I remember one occasion back when we were still allowed to keep 8 fish. I crawled up to a little hole between the red-osier dogwoods where the stream was only about 4 feet wide and the hole was about 4 feet deep. I caught 8 little rainbows, all between 7-10 inches in about 30 minutes from the same hole. Yes, I hook ’em and cook ’em and You know I had my frying pan with me.

The best equipment for stealth fishing is nothing but a short, collapsible rod, some line and a hook or a small fly. The ultralight or fly fishing reel is optional.
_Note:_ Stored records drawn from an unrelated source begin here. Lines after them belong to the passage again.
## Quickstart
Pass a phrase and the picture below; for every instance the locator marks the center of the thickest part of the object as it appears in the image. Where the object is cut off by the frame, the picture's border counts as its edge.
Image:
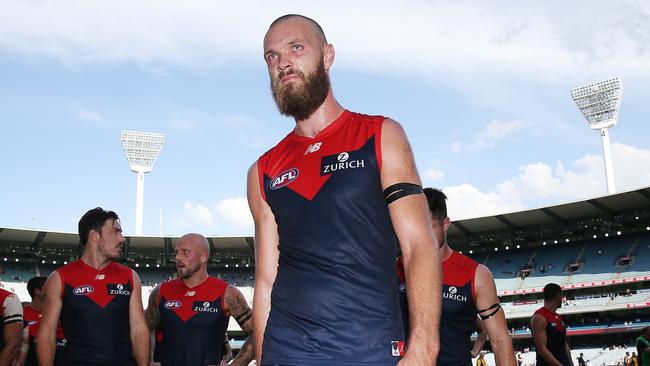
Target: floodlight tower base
(607, 156)
(139, 203)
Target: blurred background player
(643, 347)
(469, 299)
(192, 312)
(12, 327)
(97, 300)
(31, 316)
(549, 332)
(325, 238)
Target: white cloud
(235, 214)
(539, 184)
(229, 216)
(494, 131)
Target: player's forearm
(45, 347)
(422, 268)
(504, 354)
(8, 354)
(261, 309)
(141, 346)
(246, 353)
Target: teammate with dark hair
(330, 203)
(469, 299)
(11, 315)
(97, 300)
(191, 313)
(549, 333)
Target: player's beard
(300, 101)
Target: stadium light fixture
(141, 149)
(600, 103)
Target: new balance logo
(313, 148)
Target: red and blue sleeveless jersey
(193, 323)
(7, 318)
(333, 301)
(555, 337)
(95, 314)
(458, 318)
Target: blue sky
(481, 87)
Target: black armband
(400, 190)
(241, 320)
(492, 311)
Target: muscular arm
(139, 332)
(238, 308)
(12, 322)
(51, 310)
(481, 337)
(412, 224)
(495, 325)
(152, 314)
(266, 258)
(538, 327)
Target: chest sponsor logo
(118, 289)
(284, 178)
(452, 294)
(83, 290)
(172, 304)
(342, 161)
(313, 148)
(205, 307)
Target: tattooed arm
(238, 308)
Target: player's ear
(328, 56)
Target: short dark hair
(94, 220)
(437, 205)
(35, 283)
(317, 27)
(551, 291)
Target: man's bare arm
(495, 322)
(152, 314)
(140, 342)
(481, 337)
(51, 310)
(412, 224)
(538, 327)
(266, 258)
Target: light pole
(600, 103)
(141, 149)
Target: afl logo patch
(83, 290)
(173, 304)
(284, 178)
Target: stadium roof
(461, 230)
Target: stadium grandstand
(598, 250)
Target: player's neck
(322, 117)
(95, 260)
(36, 305)
(445, 252)
(197, 279)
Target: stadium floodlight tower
(141, 149)
(600, 103)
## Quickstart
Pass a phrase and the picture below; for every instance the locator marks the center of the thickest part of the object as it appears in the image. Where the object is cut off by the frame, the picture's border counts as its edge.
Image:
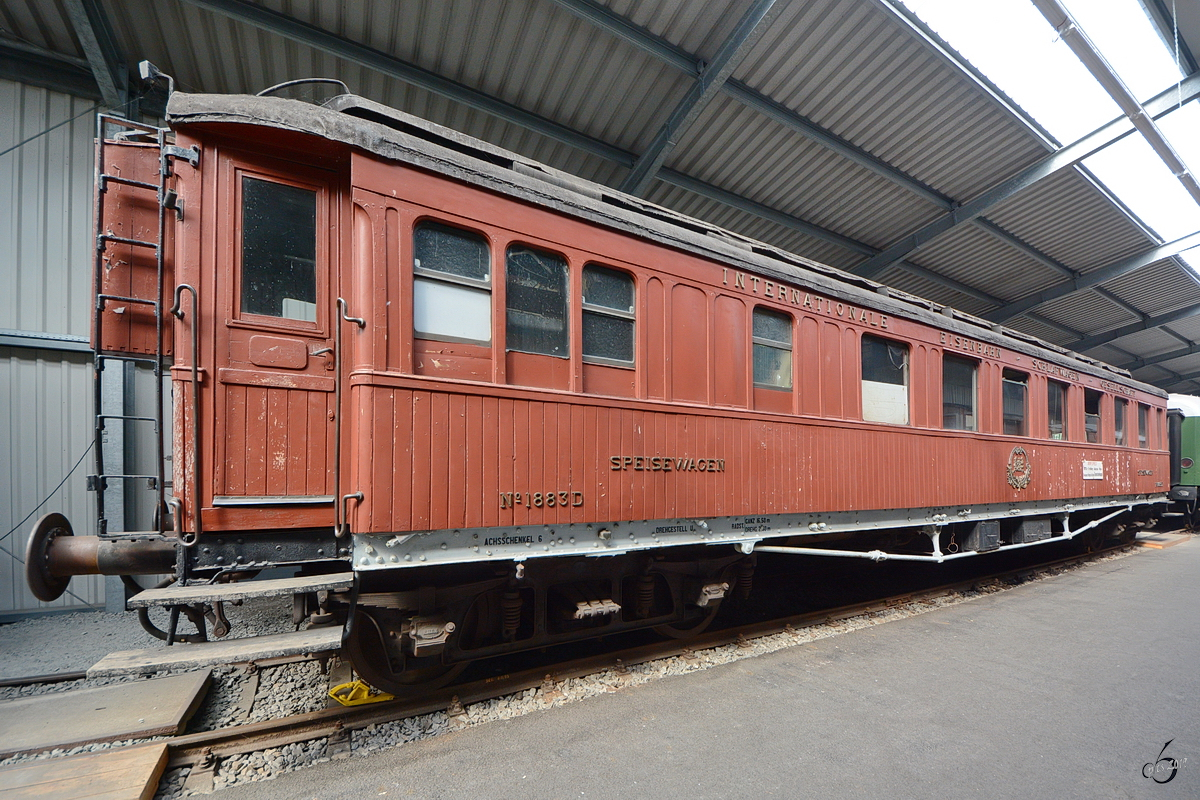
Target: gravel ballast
(73, 642)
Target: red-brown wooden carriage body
(444, 435)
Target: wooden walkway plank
(133, 710)
(175, 595)
(118, 774)
(226, 651)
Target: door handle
(330, 362)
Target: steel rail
(195, 749)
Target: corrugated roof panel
(864, 77)
(41, 24)
(697, 28)
(1068, 220)
(1086, 312)
(1188, 328)
(775, 166)
(975, 257)
(923, 287)
(750, 226)
(1147, 343)
(1157, 288)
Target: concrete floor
(1059, 689)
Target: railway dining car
(484, 405)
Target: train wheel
(688, 627)
(405, 677)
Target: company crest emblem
(1019, 469)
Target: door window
(279, 250)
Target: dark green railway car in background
(1183, 438)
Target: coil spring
(645, 595)
(510, 609)
(745, 578)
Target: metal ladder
(165, 199)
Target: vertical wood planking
(439, 459)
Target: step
(208, 593)
(118, 774)
(221, 651)
(160, 707)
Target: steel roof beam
(1119, 128)
(1095, 277)
(1081, 46)
(735, 48)
(99, 43)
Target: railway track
(205, 750)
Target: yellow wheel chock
(358, 693)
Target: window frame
(975, 391)
(312, 181)
(1098, 396)
(906, 371)
(607, 311)
(1120, 408)
(484, 286)
(1024, 383)
(773, 344)
(1066, 416)
(567, 299)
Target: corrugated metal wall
(45, 429)
(45, 288)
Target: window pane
(607, 288)
(537, 300)
(772, 349)
(279, 250)
(1015, 391)
(958, 394)
(885, 380)
(1056, 405)
(772, 367)
(607, 337)
(1092, 415)
(773, 328)
(451, 313)
(441, 248)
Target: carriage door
(275, 389)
My version of stealth fishing is not necessarily a physically relaxing activity, because I end up doing a lot of crawling and climbing through thick cover to find secret little fishing holes, but it is definitely mentally relaxing and I can “waste” a whole day on a short little section of a stream.

Tenkara Fishing

Last week, we were watching our local outdoor TV show and saw some guys that looked like they were stealth fishing. I told my wife “Look, they’re stealth fishing”… The narrator described the action and equipment and mentioned some name I couldn’t quite understand…

What did they call it? Ten carrots? What? I had to hit the “Go Back” button on the DVR to hear it again. The word was Tenkara.
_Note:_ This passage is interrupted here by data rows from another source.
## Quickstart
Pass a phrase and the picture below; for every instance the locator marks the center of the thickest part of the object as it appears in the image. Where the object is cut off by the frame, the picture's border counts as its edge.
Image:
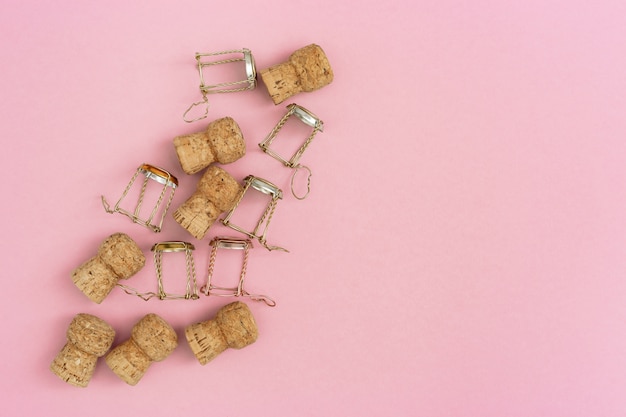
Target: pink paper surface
(462, 249)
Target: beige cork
(118, 257)
(233, 327)
(221, 142)
(88, 338)
(217, 191)
(152, 340)
(307, 69)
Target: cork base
(221, 142)
(122, 255)
(205, 340)
(306, 70)
(194, 152)
(281, 82)
(197, 215)
(95, 279)
(155, 337)
(221, 188)
(74, 366)
(128, 362)
(90, 334)
(226, 139)
(233, 327)
(237, 324)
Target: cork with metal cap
(306, 70)
(222, 141)
(118, 258)
(152, 340)
(233, 327)
(88, 338)
(216, 192)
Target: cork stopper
(88, 338)
(118, 257)
(306, 70)
(152, 340)
(217, 191)
(233, 327)
(221, 142)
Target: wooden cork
(88, 338)
(221, 142)
(152, 340)
(306, 70)
(118, 257)
(216, 193)
(233, 327)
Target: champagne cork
(118, 257)
(88, 338)
(221, 142)
(152, 340)
(306, 70)
(216, 193)
(233, 327)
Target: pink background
(462, 249)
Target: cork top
(237, 325)
(312, 67)
(307, 69)
(90, 334)
(222, 188)
(155, 337)
(122, 255)
(226, 140)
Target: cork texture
(155, 337)
(237, 324)
(118, 257)
(221, 142)
(128, 362)
(233, 327)
(205, 340)
(216, 193)
(88, 338)
(306, 70)
(122, 255)
(152, 340)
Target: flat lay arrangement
(146, 200)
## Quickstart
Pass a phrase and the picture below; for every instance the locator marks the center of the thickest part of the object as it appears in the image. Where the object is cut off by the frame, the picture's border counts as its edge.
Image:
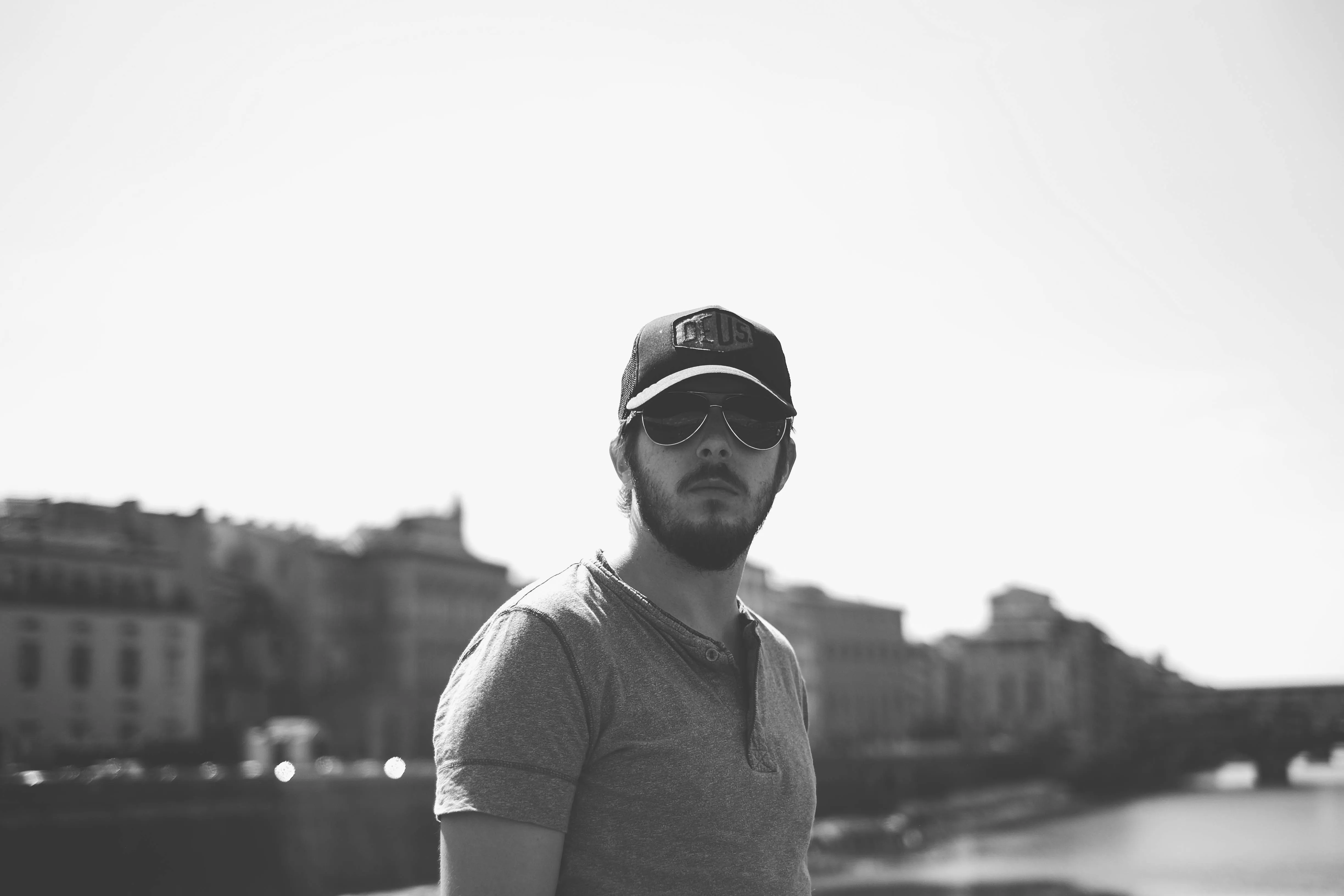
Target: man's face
(707, 498)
I watched the rest of the show and enjoyed it, but it made me wish that I had gone fishing that day instead of doing whatever I did, like sitting on my butt and watching someone else catch fish on TV. After the show, I had to go find out more about this Tenkara.
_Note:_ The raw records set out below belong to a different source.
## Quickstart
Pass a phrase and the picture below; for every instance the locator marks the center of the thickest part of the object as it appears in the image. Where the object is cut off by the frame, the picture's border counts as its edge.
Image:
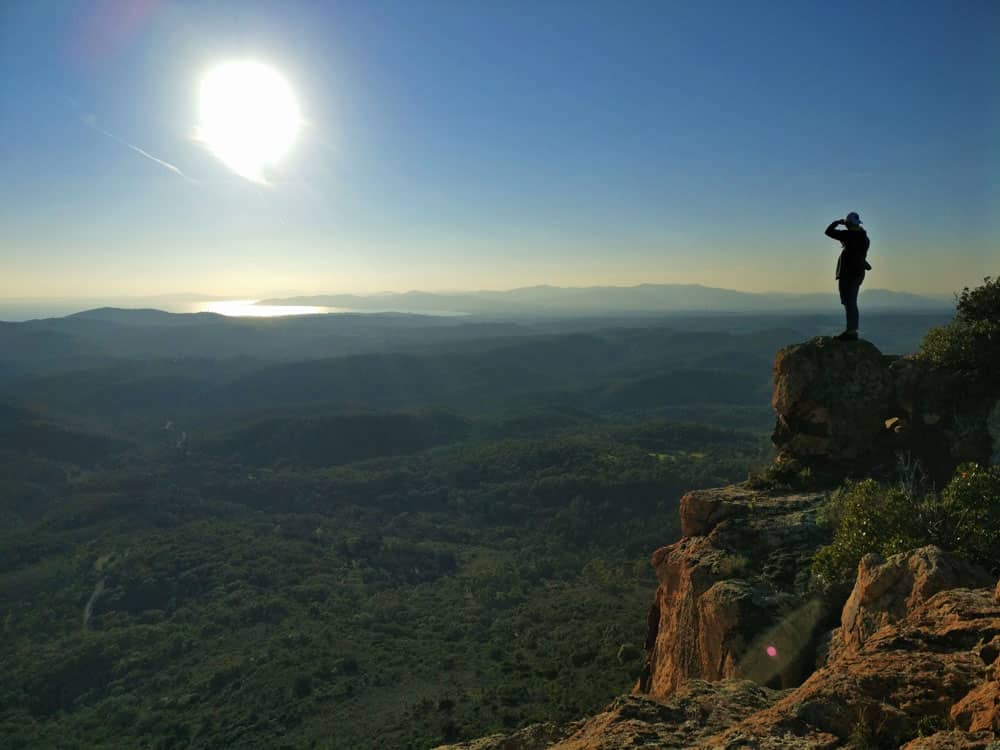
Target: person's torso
(855, 246)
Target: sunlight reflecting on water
(246, 308)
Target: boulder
(925, 669)
(698, 710)
(885, 591)
(831, 399)
(733, 595)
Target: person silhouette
(851, 267)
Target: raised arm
(832, 231)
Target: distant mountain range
(644, 298)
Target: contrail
(90, 122)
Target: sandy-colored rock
(886, 590)
(732, 601)
(954, 740)
(979, 711)
(695, 712)
(916, 670)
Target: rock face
(935, 667)
(733, 634)
(694, 713)
(844, 407)
(928, 678)
(831, 399)
(886, 590)
(732, 600)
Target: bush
(867, 517)
(781, 474)
(970, 343)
Tenkara is a Japanese word for a traditional, simple method of fly fishing that uses only a rod, line and a fly and as described in Wikipedia, focuses on actually catching fish as opposed to a “major preoccupation with the equipment”. Was that a slam of fly fishermen?

Who knew there was such a fancy word for a “new” fishing technique and philosophy? But it’s really not new, I was just unaware of it. The Japanese were probably fly-fishing as early as the 8th or 9th century B.C., but the first reference to the word Tenkara was in a book from the 1870s.

The Tenkara method as with other fishing methods originated from necessity as a means of catching fish to eat or sell. It was not until more modern times that our easy lives allowed the average guy to pursue hunting and fishing as a leisure activity.

The Tenkara practitioners use collapsible rods that expand from about 20 inches to up to 11-14 feet, which makes them perfect for backpacking trips.


Tenkara rods are available from very flexible to fairly stiff and evidently, common fly fishing line is too heavy (even 0 wt) to be used with a Tenkara rod and it is recommended that Tenkara line or level line be used along with a bit of very fine tippet (5X or thinner) for the most delicate fly presentation.